Effective Surface Engineering for Defect Passivation and Reduction of Water Oxidation Overpotential in Benchmark 2D 𝛼‐SnWO4 Nanoplate Photoanodes

Abstract

Stannous tungstate (α‐SnWO4) is a highly anticipated next‐generation metal oxide photoanode for photoelectrochemical (PEC) water oxidation because of its narrow bandgap (1.9 eV) and favorable band edge positions. Despite its high theoretical photocurrent density, its practical applicability is constrained because of poor charge transfer ability and severe surface charge recombination due to the surface states leading to slow water oxidation kinetics.

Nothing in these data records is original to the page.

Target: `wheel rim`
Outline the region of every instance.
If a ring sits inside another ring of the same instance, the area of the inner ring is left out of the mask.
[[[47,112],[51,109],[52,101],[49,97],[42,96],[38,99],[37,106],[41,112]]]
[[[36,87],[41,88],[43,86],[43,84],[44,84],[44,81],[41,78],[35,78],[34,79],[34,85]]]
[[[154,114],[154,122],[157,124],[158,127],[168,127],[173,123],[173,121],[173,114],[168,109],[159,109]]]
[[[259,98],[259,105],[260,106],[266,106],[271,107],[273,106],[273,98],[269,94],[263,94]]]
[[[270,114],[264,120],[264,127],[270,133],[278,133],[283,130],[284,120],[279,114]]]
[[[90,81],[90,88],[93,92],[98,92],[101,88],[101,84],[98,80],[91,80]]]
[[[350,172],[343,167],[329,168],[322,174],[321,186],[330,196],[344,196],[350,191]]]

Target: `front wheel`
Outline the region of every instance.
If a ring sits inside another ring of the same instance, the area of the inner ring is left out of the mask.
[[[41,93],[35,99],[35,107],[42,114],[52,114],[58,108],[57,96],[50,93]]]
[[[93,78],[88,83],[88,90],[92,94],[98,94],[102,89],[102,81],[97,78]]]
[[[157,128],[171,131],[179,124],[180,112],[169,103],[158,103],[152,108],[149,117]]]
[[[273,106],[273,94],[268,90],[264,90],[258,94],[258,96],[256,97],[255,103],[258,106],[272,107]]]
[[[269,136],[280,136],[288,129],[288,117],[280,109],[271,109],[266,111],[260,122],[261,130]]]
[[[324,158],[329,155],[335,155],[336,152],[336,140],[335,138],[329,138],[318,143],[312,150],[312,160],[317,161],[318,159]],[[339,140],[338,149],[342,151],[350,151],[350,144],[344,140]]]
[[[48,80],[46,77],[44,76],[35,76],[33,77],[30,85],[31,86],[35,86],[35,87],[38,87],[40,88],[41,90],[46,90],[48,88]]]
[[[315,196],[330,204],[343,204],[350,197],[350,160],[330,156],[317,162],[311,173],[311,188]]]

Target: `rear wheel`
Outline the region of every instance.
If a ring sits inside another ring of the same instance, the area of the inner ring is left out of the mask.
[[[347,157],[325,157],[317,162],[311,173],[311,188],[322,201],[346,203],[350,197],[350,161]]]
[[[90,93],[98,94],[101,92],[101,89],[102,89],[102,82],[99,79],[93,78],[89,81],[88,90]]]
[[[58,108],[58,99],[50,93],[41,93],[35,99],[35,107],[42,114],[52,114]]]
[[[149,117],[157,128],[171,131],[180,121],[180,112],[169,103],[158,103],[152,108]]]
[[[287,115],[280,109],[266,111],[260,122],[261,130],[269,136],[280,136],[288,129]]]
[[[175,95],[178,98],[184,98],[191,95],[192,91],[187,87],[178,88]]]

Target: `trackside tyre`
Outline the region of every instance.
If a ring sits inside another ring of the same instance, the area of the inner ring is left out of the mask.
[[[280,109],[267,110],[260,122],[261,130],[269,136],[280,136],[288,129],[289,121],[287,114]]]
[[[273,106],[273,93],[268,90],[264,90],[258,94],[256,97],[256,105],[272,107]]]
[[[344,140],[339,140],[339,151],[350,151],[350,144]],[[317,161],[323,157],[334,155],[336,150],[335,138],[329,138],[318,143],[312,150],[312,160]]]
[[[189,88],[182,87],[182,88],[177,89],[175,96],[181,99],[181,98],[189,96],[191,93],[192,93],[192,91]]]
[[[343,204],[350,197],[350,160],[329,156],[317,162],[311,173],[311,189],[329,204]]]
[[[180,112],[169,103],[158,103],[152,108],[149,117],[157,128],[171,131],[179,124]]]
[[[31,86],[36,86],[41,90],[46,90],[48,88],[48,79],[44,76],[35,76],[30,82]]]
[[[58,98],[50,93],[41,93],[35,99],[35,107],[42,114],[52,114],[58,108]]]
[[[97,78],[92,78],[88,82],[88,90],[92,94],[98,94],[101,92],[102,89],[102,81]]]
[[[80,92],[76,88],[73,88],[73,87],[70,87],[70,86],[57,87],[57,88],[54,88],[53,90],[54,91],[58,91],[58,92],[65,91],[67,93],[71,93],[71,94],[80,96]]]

Here, the effective nanoarchitectural design and surface Cl‐modification of solvothermally fabricated (121) facet 2D α‐SnWO4 nanoplates arrays for PEC water splitting are demonstrated. The Cl:α‐SnWO4 photoanode delivers the benchmarking photocurrent density of 1.9 mA. cm−2 at 1.23 VRHE under AM1.5G radiation (100 mW cm−2). Surface Cl‐modification improves the visible light harvesting performance and reduces nonradiative photocarrier recombination through surface defect passivation. The DFT studies confirm the favorable tuning of electronic structure and increased delocalization of the surface Sn orbital due to Cl‐doping in SnWO4 boosting the photogenerated hole mobility and injection at the interface. DFT simulations reveal that the surface Cl‐doping also reduces the water oxidation overpotential, increasing the OER kinetics of the Cl‐SnWO4 photoanode. This study establishes practical and straightforward strategies to empower the water‐splitting performance of the α‐SnWO4 photoanode through nanoscale architecture, facet, and surface engineering.